Remember the Milk (Free) One of the most annoying things about to-do apps is the manner in which they remind you to complete your tasks. Most send you a simple notification, and that's all good and fine; but in our experience, it's all too easy to dismiss the reminder and go about our days, convinced that we'll remember what we need to do, only to hastily forget. If you're looking for a to-do app that's a little more diligent, Remember the Milk is for you. Not only does it allow you to easily create lists, it will send you reminders via text, email, or even Twitter, so you'll have no excuses. You can also prioritize to-dos, add tags, and search the app using keywords.

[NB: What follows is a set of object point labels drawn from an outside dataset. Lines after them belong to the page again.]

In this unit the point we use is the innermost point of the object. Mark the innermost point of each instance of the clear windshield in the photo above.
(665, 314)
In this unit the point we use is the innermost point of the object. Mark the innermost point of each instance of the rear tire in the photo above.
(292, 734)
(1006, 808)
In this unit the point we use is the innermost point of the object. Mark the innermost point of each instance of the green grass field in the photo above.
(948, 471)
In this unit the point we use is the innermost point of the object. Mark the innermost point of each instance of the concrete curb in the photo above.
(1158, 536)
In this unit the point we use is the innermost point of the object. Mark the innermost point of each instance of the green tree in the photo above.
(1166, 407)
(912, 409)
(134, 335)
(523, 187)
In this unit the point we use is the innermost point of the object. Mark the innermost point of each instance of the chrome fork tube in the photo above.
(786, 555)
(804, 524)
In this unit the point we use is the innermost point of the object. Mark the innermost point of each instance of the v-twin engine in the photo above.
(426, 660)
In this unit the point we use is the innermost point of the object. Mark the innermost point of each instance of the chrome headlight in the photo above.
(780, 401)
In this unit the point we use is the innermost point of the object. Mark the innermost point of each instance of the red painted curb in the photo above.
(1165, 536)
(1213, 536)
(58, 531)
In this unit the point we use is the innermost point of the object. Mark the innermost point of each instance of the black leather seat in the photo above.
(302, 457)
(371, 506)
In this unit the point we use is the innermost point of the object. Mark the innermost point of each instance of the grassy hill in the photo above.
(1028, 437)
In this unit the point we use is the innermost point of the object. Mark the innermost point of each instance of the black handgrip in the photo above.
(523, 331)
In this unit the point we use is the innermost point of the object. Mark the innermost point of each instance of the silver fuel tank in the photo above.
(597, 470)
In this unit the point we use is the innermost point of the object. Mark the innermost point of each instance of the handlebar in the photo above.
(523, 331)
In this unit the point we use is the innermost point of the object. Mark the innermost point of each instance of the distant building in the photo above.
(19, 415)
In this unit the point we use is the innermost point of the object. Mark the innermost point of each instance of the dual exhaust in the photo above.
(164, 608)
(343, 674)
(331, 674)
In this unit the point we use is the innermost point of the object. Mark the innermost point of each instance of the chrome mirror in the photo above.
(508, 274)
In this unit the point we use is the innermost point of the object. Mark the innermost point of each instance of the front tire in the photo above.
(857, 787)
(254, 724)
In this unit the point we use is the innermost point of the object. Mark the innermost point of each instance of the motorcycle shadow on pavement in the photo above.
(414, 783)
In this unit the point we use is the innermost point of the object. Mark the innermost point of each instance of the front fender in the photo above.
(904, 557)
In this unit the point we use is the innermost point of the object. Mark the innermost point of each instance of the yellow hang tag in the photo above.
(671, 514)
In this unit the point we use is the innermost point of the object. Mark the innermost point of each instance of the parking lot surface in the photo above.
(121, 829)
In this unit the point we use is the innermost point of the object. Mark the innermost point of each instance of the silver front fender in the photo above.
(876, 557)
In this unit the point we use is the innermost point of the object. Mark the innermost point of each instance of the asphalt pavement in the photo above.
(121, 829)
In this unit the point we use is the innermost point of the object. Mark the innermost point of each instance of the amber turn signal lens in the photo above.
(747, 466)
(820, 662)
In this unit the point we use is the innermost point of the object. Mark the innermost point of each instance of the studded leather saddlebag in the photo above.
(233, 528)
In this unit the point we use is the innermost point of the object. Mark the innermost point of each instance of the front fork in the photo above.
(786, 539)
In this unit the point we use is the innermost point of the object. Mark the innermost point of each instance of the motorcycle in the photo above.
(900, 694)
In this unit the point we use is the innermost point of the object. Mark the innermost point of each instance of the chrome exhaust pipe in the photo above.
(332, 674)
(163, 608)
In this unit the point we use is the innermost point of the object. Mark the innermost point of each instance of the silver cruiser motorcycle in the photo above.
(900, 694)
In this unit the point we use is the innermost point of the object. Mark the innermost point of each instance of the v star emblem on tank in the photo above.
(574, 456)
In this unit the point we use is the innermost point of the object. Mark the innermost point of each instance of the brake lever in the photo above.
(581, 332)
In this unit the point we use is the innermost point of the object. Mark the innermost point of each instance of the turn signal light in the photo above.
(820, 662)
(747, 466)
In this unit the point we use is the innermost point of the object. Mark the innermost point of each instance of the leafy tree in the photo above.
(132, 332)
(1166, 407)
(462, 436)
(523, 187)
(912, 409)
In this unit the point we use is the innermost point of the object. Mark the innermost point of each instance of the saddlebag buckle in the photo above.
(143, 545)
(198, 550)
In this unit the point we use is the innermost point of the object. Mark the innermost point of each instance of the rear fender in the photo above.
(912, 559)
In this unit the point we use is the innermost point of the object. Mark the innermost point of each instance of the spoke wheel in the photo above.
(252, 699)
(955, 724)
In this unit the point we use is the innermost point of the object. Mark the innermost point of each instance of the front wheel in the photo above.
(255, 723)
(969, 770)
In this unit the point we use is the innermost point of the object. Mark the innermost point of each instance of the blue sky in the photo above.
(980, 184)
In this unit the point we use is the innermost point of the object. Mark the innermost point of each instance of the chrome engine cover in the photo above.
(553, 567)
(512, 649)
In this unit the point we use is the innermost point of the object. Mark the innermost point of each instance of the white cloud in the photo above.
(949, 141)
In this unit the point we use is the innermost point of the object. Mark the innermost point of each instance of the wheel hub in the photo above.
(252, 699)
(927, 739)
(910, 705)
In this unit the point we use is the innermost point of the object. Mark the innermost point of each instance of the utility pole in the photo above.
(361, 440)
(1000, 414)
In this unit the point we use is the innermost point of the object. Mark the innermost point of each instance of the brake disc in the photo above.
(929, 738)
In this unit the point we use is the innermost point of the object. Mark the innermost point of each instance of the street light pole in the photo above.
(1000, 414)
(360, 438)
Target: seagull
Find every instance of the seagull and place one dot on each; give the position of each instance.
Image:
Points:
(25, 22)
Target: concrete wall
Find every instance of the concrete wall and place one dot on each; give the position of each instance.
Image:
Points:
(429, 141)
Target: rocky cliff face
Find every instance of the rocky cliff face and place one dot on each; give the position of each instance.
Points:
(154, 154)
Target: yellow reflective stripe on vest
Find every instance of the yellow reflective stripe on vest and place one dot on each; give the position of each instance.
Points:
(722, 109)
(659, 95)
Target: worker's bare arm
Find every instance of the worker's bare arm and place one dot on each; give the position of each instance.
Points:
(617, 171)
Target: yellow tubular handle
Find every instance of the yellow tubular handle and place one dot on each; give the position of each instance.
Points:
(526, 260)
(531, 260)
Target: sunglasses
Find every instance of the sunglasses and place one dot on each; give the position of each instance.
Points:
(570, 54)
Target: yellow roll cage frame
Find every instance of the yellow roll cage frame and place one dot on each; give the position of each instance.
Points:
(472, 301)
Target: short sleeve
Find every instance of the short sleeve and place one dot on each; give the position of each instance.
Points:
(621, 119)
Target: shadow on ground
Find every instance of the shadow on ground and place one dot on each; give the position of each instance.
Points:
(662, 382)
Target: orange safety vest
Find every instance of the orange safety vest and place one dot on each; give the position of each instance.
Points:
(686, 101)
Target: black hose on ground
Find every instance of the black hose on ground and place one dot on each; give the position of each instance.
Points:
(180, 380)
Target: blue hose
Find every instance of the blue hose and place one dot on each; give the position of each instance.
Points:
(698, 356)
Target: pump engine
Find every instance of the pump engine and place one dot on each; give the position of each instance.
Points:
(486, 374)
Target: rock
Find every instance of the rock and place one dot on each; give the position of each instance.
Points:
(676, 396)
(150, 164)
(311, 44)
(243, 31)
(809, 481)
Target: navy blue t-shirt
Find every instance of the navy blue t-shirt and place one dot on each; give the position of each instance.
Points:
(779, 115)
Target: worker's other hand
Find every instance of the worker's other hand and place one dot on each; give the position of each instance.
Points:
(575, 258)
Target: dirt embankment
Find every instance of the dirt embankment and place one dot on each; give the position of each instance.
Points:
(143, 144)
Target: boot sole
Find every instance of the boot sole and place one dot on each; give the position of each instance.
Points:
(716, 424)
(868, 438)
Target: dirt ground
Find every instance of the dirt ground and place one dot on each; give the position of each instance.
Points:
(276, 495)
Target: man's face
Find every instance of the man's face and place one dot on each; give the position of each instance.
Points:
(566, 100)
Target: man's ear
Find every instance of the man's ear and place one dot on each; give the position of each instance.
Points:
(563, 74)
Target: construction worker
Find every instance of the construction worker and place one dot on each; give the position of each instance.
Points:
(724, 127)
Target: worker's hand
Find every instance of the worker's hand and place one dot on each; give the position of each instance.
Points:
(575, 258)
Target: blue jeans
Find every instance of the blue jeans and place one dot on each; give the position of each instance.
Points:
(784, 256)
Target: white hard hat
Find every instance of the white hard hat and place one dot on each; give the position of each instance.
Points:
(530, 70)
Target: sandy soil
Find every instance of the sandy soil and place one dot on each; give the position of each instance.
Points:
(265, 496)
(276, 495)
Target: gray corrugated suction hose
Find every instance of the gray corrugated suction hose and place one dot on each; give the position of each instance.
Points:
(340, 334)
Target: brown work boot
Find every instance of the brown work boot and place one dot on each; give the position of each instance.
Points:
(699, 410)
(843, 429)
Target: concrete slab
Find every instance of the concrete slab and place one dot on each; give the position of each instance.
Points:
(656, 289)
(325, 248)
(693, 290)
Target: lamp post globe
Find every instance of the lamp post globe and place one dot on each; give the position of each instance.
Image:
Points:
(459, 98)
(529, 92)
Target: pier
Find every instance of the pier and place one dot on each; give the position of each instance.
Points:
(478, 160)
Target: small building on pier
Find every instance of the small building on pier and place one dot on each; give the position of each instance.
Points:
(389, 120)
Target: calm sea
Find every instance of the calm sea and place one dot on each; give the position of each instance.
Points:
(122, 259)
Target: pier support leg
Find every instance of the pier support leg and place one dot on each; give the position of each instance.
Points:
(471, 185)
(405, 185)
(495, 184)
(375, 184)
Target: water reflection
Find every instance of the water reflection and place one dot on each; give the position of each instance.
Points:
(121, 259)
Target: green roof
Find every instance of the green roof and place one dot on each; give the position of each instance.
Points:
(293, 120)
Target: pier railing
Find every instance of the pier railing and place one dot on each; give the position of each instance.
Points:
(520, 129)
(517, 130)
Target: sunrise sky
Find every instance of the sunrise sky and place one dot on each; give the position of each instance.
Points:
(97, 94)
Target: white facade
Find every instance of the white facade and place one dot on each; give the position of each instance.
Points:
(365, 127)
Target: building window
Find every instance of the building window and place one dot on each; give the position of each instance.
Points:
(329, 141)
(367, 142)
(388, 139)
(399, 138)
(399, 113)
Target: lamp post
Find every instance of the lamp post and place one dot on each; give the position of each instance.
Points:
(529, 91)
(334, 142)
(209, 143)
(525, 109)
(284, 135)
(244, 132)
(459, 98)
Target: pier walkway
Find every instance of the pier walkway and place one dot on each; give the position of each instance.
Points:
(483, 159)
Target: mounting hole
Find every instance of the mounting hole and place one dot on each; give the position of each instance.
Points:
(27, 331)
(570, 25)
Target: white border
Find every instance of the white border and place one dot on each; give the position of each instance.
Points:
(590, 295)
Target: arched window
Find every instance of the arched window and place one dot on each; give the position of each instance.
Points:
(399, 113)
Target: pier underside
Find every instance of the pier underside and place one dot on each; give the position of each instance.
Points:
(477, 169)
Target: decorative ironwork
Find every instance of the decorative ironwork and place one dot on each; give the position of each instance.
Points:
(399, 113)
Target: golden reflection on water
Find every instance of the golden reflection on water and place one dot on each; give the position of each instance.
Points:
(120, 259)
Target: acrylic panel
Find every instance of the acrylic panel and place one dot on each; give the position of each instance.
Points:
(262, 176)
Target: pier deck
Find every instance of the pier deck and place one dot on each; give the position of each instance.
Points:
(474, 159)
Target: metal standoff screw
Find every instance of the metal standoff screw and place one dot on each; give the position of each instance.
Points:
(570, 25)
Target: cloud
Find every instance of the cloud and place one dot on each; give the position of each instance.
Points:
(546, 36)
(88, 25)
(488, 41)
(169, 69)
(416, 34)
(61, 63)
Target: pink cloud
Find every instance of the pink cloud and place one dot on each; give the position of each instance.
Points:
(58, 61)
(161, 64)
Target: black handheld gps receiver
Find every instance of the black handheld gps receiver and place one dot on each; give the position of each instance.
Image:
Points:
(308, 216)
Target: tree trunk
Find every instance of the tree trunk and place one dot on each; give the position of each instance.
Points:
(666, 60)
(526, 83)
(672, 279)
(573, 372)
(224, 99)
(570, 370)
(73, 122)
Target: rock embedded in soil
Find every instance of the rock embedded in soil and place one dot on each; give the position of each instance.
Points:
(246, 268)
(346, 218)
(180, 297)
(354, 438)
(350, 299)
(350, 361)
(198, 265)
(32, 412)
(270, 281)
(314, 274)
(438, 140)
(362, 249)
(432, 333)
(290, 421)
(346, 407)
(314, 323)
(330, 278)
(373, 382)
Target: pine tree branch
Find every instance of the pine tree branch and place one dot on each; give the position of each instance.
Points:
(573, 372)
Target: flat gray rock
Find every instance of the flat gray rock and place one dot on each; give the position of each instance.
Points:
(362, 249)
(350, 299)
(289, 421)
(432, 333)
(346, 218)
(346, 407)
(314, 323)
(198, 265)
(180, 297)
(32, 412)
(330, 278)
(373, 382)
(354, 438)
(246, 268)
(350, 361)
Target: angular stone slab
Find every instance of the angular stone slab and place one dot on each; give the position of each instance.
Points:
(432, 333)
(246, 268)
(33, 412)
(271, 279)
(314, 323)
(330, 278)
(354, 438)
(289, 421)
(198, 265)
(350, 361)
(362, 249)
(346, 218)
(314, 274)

Microsoft OneNote (Free) Few notetaking apps offer as many features for free as Microsoft OneNote. The app lets you create a collection of digital notebooks, making it easy to keep separate sections for work and personal projects. Once you create a note, you can type, draw, or attach a slew of other documents like audio files, spreadsheets, and PDFs that you can annotate. A favorite way that we've seen this app put to use for home renovations, helping take your idea from vision to reality. You can start by snapping a photo of a room and then creating a plan of attack by writing in dimensions and using color-coding to represent different materials you'll need to complete the project.
GoodReader ($4.99) If you've ever needed to sign a PDF while you are away from home, then you understand how frustrating it can be—especially if signing the document is an urgent matter. In just three steps, GoodReader allows you to sign your document, as well as make necessary edits. You can also use GoodReader to extract text, combine files, create ZIP archives, and listen to audio files. Although the iPhone's Markup lets you make notes on PDF files as well, you won't find the extensive list of features that GoodReader offers. You can easily view everything you need, from books and maps to movies and pictures. The app will even read your PDF and TXT files to you!
Noteshelf ($7.99) If you love adding your own personal touch to notes, then this is the app for you. Noteshelf allows you to customize your notebook by providing a range of notebook cover options (i.e. stripes, leathers, florals, basic colors, etc.) and even allows you to select a paper template that suits your needs best. Want to create a planner or a log to keep track of all your freelance work? There's a template for that! Noteshelf also provides one of the smoothest writing experiences on the iPad. You can take notes by hand (or type them out) and annotate PDFs and photos. You can also password protect notes, sync and share notes, and record lectures for later.
Google Keep (Free) This sticky notes app is about as simple as it gets—which is exactly why we love it. Creating notes is simple and oddly satisfying, no pen and paper needed! The app does have the ability to transcribe handwritten notes if you prefer writing them out, although we have found this feature to be a little faulty for those with lessthan-perfect penmanship. Once created, you can pin important notes to the top of your Notes page or search the app at whim by topic, color, and images. As expected, Google Keep works well with Google's other services, meaning notes are automatically searchable within Google Drive.